DNA-seq mapping and variant calling
We use BLASR61 with the standard parameters to map the demultiplexed minigene sequences to the minigene reference. We performed variant calling in the aligned BAM files using the GATK62 HaplotypeCaller (version 4.0.10) with the parameters --kmer-size 10 --kmer-size 15 --kmer-size 25 --allow-non-unique-kmers-in-ref. We used different k-mer sizes to improve the detection of problematic regions. Mixed barcodes, i.e., barcodes containing two classes of mutations, were removed based on the “penetrance score”, reported as allele frequency (AF) in the GATK vcf output files, such that barcodes with more than 25% variants of low penetrance (AF < 0.8) were discarded. Using this strategy, we were able to recover 100,135 mutations of high quality coming from 10,295 distinct minigenes plus an additional 194 unmutated WT minigenes with distinct barcodes. 57.4% of the mutations appeared in at least ten different minigenes.

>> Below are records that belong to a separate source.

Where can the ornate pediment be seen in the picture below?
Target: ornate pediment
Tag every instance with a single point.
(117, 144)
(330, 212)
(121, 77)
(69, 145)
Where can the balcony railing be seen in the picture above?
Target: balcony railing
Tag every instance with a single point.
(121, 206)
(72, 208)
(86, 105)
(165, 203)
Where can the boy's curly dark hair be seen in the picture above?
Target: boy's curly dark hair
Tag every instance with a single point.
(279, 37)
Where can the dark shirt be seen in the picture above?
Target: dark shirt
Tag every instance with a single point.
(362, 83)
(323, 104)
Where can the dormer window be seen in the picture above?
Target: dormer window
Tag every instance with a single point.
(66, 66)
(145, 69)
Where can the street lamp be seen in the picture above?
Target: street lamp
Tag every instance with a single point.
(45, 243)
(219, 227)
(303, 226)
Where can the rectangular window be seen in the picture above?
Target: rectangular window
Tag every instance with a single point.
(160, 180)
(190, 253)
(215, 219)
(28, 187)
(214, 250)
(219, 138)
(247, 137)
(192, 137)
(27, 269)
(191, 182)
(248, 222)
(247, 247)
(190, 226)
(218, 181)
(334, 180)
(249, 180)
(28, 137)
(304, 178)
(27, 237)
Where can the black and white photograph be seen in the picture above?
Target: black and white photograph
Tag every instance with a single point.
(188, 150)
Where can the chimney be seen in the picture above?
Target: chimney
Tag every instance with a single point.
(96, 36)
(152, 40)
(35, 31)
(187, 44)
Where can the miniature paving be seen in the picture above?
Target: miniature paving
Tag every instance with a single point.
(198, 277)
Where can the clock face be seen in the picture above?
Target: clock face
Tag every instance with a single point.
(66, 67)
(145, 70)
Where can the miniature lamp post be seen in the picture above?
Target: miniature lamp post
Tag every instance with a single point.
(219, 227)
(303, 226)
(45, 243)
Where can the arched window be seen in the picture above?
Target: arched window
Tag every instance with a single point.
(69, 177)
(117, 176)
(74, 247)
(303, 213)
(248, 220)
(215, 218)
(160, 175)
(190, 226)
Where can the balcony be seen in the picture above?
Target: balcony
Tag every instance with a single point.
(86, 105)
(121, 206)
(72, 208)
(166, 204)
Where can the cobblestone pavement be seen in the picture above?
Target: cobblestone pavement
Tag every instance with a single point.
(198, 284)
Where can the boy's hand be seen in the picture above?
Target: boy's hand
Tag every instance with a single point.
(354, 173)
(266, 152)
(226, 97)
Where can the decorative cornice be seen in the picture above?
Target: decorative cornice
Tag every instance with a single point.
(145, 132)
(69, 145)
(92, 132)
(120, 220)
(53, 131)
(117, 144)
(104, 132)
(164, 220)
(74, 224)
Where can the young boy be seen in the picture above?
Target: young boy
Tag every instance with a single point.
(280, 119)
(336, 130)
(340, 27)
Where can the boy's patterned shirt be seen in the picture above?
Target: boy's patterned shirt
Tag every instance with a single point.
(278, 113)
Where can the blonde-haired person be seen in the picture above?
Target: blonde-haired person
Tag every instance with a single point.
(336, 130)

RNA-seq barcode demultiplexing
RNA-seq libraries were sequenced on Illumina MiSeq as 350 nt + 250 nt paired-end reads, yielding approximately 23 million reads. We controlled their quality using FastQC (version 0.11.5, https://www.bioinformatics.babraham.ac.uk/projects/fastqc/) and removed bad quality ends of reads using Trimmomatic63 (version 0.36, parameters: SLIDINGWINDOW:6:10 MINLEN:0). After trimming, we filtered for read pairs with a minimal length of 305 nt (read1) and 157 nt (read2) and, as done in Braun et al.19, we used matchLRPatterns() and trimLRPatterns() from the R/Bioconductor package Biostrings to extract the 15-nt barcode in read1 between the two flanking restriction sites (Lpattern = TGCAGAATTC, Rpattern = GGATCC) allowing one mismatch. All read pairs with barcode length between 14 and 16 nt were kept for further processing. Barcode sequences were added to the read names in the fastq file and 5′ ends of reads were trimming (read1: everything until the second anchor sequence GGATCC, read2: the first 12 nt). After identifying and trimming the barcode and other regions, we used Cutadapt64 (version 1.6, parameters: --adaptor=TAGAGGTTCC --overlap=3 --error-rate=0.1 --no-indels --minimum-length=244 --pair-filter=both) to remove remaining primer sequences from read1. Lastly, the barcode information attached to the read names was used to demultiplex all read pairs into individual fastq files for each minigene.
Isoform quantification from RNA-seq data
Only barcodes/minigenes also detected in the DNA-seq library were kept for further analysis. All minigenes with insertions or deletions of 10 or more base pairs were removed from further analysis. For better mapping results, we shortened read1 to at most 260 nt. Read pairs of each minigene were mapped to the respective minigene (including all mutations with penetrance ≥0.8, but excluding insertions and deletions) using STAR58 (version 2.6.1b). An annotation of three isoforms (exon 2 inclusion and skipping, as well as the artefact PCR product Δex2part which lacks an internal fragment of exon 2 due to a reverse transcription artefact65) was provided to STAR during mapping and an --sjdbOverhang of 259 was set. When running STAR, all SAM attributes were written, up to ten mismatches were allowed, soft-clipping was prohibited on both ends of the reads and only uniquely mapping reads were kept for further analysis. BAM files were sorted and indexed using SAMtools66 (version 1.5).
Properly and consistently mapped pairs were used for isoform reconstruction using a custom Perl script. Read pairs were considered properly mapped if they mapped with the right orientation on opposite strands. Read pairs mapped consistently if they either did not overlap or in case of an overlap, agreed in their detected splice junctions. Besides, only read pairs for which both mates exceeded the constitutive exon boundaries by at least 10 nt were used for isoform reconstruction. All other pairs were removed since they did not provide any isoform information. Only minigenes covered by at least 100 read pairs usable for isoform reconstruction were kept for further analysis. For each read pair, the CIGAR strings of the two mates were used to reconstruct their splicing isoform. Regarding the artefact product Δex2part, we combined the eight possible mappings of the missing internal fragment of exon 2 which are possible due to the associated 8-nt repeat sequence65. Only isoforms, which were supported by ≥ 1% of the read pairs and at least two read pairs in at least one minigene, were kept for further analysis.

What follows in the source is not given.